In our retrospective case series, the patients with Lenke type 5 AIS who underwent SF or NSF were compared radiologically. When the Cobb angles are evaluated in both groups, the mean T curves angles was not high, so they can be considered as non-structurally. Whereas SF can be performed for both groups according to the Lenke Classification, the surgeon included the T region into the fusion area in those who have high TK based on his own experience. While the sagittal modifier of Lenke remains N in patients undergoing SF, it changed from (+) to N in most of the patients who underwent NSF. These findings show us that the sagittal plane evaluation of the Lenke Classification System may be insufficient to guide the treatment. In this study, in the mid-to-long term follow-up, it has been shown that SF can be performed for the patients with Lenke Type 5 AIS, additionally the sagittal plane is restored better with NSF in patients with TK.
To the best of the authors' knowledge, this study is the first study to demonstrate that TK, which the Lenke Classification does not consider in the treatment recommendation, can be an important determinant in the choice of SF versus NSF in patients with Lenke 5C AIS by evaluating TL/L, T Cobb angles, TK, LL as well as PI, SS, PT. It must be noted that the findings of this study should be supported by prospective randomized controlled trials involving a larger number of patients.
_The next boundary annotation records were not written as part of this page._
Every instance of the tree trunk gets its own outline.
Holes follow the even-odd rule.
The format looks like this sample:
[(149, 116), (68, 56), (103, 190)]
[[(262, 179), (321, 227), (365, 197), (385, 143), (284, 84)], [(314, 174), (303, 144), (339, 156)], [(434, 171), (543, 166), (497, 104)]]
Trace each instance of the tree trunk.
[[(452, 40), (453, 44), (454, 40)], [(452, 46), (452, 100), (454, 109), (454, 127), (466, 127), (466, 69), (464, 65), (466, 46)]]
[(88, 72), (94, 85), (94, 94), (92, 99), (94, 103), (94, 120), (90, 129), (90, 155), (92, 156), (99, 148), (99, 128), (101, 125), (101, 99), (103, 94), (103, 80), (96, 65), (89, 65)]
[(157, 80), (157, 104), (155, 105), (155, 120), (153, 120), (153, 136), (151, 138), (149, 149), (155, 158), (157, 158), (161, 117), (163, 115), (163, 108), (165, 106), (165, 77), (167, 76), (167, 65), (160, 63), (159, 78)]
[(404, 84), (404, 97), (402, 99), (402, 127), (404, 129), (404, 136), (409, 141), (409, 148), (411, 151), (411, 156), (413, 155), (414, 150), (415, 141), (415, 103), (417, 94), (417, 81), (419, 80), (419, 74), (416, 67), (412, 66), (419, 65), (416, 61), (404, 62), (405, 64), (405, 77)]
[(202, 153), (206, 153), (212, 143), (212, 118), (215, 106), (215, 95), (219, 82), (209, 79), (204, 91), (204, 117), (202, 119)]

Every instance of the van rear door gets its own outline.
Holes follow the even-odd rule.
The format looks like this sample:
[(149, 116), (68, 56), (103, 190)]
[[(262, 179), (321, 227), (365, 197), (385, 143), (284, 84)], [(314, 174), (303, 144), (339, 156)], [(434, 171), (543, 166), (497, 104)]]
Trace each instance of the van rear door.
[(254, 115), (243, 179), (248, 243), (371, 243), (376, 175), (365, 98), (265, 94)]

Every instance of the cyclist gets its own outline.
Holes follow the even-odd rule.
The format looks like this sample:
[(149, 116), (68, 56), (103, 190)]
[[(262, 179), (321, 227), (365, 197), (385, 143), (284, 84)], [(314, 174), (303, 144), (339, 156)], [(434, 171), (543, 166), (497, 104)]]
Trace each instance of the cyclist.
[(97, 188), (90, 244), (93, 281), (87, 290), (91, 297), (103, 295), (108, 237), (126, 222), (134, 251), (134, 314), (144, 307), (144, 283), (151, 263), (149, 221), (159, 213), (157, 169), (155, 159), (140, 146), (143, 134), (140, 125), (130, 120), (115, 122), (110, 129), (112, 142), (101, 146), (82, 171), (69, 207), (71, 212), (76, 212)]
This study was retrospective in nature and it contains similar deficiencies with other retrospective studies. First, the outcomes of SF and NSF treatments were evaluated only radiologically. The sample size was relatively small. The decision to perform a SF versus NSF was based on TK and there was no control group. However, this potential study bias was minimized by the preoperative similarity in terms of age, gender, follow-up duration, and preop coronal and sagittal plane parameters except for T5-T12 TK of both groups being compared. The patients in the study were homogeneous and they underwent posterior instrumentation and fusion by the same surgeon with the same pedicle screw instrumentation system. Also, a considerable length of follow-up duration a mean of 41,7 months is another strength of the study.